Nearly 800 people who responded to a recent housing survey have reinforced a widely held belief that Foxboro’s housing mix makes it tough for the young, the old and the economically challenged to live here.
These were among the preliminary findings of an online survey generated by the planning department and posted online the week of April 17-25. All told, 791 respondents answered a series of questions related to existing housing opportunities in Foxboro — a sizable number under the circumstances. While seen as a starting point for future deliberation, their views provide an interesting — albeit incomplete — snapshot of those who comprise the local populace and how they view their future here.
For example, 82 percent of those responding own their own home, with 30 percent living in town more than 30 years and 20 percent residing here five years or less. Just over 18 percent grew up in Foxboro, with 9.5 percent moving here because of family ties, another 9 percent because of the local school system and 30.5 percent attracted by intangibles best characterized by the community’s “feel.” Perhaps most tellingly, 82 percent said they would like to live in Foxboro over the long term — into their retirement years — while acknowledging that such arrangements may not always be feasible.

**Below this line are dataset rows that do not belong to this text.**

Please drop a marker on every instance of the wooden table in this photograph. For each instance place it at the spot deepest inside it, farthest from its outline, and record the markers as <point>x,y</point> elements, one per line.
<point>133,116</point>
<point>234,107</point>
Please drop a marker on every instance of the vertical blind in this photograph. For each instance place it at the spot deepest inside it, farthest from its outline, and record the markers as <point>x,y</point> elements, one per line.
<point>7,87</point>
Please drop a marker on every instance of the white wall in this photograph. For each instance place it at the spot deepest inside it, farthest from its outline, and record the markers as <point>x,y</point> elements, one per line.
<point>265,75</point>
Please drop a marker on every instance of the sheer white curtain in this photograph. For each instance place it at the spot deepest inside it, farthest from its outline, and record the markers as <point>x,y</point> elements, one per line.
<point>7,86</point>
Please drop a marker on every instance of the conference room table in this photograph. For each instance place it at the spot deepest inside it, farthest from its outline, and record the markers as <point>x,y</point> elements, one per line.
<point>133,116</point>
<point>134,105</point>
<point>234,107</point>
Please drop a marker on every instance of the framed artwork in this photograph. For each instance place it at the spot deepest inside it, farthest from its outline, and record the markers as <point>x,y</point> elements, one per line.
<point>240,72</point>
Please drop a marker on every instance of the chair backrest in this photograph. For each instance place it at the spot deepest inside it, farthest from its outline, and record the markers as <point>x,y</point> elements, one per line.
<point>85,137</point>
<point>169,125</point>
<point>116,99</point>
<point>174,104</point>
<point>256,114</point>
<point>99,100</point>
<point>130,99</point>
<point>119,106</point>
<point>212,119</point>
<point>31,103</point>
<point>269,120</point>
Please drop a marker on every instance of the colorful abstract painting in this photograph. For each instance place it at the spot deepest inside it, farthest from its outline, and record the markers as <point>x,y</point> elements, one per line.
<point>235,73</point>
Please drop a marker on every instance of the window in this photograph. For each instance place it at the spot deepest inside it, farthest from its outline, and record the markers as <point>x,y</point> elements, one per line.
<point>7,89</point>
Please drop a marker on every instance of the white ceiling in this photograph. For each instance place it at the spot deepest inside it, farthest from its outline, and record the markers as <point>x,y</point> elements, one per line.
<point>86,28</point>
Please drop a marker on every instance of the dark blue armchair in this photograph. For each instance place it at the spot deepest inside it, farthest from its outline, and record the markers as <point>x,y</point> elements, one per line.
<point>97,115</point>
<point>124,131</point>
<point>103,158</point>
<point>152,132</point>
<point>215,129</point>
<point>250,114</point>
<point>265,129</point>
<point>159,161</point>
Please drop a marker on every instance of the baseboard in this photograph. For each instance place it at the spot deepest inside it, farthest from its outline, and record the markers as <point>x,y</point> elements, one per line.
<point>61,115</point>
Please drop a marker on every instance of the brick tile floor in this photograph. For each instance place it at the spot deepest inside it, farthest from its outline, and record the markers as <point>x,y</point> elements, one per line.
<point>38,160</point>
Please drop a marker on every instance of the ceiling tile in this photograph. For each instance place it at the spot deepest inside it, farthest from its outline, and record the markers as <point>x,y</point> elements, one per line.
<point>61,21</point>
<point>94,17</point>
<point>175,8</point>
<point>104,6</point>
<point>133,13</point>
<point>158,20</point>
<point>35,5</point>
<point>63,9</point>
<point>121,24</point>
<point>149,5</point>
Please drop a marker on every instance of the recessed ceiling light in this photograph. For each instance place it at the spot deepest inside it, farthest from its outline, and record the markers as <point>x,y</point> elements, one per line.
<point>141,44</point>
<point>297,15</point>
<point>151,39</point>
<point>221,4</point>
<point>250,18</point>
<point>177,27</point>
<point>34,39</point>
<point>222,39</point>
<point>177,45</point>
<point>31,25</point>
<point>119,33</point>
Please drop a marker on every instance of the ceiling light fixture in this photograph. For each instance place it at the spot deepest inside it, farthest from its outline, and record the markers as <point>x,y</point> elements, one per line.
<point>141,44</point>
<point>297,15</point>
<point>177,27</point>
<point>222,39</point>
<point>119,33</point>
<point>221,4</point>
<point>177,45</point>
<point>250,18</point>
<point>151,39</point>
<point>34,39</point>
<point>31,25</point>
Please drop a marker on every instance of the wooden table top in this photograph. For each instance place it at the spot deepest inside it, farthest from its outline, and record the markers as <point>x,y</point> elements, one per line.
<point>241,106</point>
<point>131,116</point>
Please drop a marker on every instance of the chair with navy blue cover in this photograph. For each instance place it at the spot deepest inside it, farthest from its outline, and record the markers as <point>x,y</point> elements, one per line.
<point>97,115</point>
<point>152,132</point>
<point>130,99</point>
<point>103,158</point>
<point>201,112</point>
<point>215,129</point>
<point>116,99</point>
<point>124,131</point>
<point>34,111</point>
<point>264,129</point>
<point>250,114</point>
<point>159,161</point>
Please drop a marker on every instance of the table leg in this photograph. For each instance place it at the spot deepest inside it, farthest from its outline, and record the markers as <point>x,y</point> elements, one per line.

In addition, 61 percent of those responding believe that Foxboro faces social and economic challenges stemming from current housing options. Another 73 percent said current housing options make it difficult for all demographic groups to live here. And 39 percent identified senior citizens as facing the greatest challenges for housing, while 35 percent identified young families as being most challenged.
Such sentiments shouldn’t be surprising given the escalating cost of real estate or the proliferation of local homes purchased specifically as tear downs to make way for newer and larger dwellings. According to assessing data for the fiscal year ending June 30, the average single-family home in Foxboro is valued at $454,500.
Over the course of several years, town officials have used a variety of methods to promote new housing opportunities. Having met the town’s obligations under the state Chapter 40b zoning override program, recent efforts have focused on the town center — partly in response to input from the small business community but more critically from Schneider Electric, which suggested that such options were vital to the company’s ability to recruit young talent and bolster its local workforce going forward.
Not surprisingly, the prospect of greater density, traffic and associated congestion has been alarming to some who believe it will erode the very charms which attracted many to Foxboro in the first place. These will remain legitimate concerns no matter the fate of the former fire station/funeral home property, a lightning rod which was to have been decided by selectmen Wednesday night.
The aforementioned survey results indicate that Foxboro may have an opportunity to revisit, and possibly re-evaluate, its goals in the town center, however. With that in mind, planning officials hope to use the preliminary findings to jump start a series of focus groups with various stakeholders, hopefully providing a clearer picture of where homeowners, renters and business leaders stand on this pivotal issue. Given the emotional backdraft which characterized the fire station project, we suggest that such a process would be welcome.
He was missed …
Sharp-eyed observers gathered at the Common Monday morning may have noted a conspicuous absence from the town’s traditional Memorial Day ceremonies. For the first time in 29 years Dave Gaffey, longtime member, trustee and former commander of American Legion Post #93, was unable to participate in the annual services.
Long a fixture in combat fatigues as a flag-bearer in the Legion Color Guard, Dave spent Monday morning reflecting on the occasion at his Elm Street home, where he has been recuperating from health issues. We’re certain that we speak for the entire community in wishing Dave a complete recovery — and a return to his customary position on Memorial Day in 2020.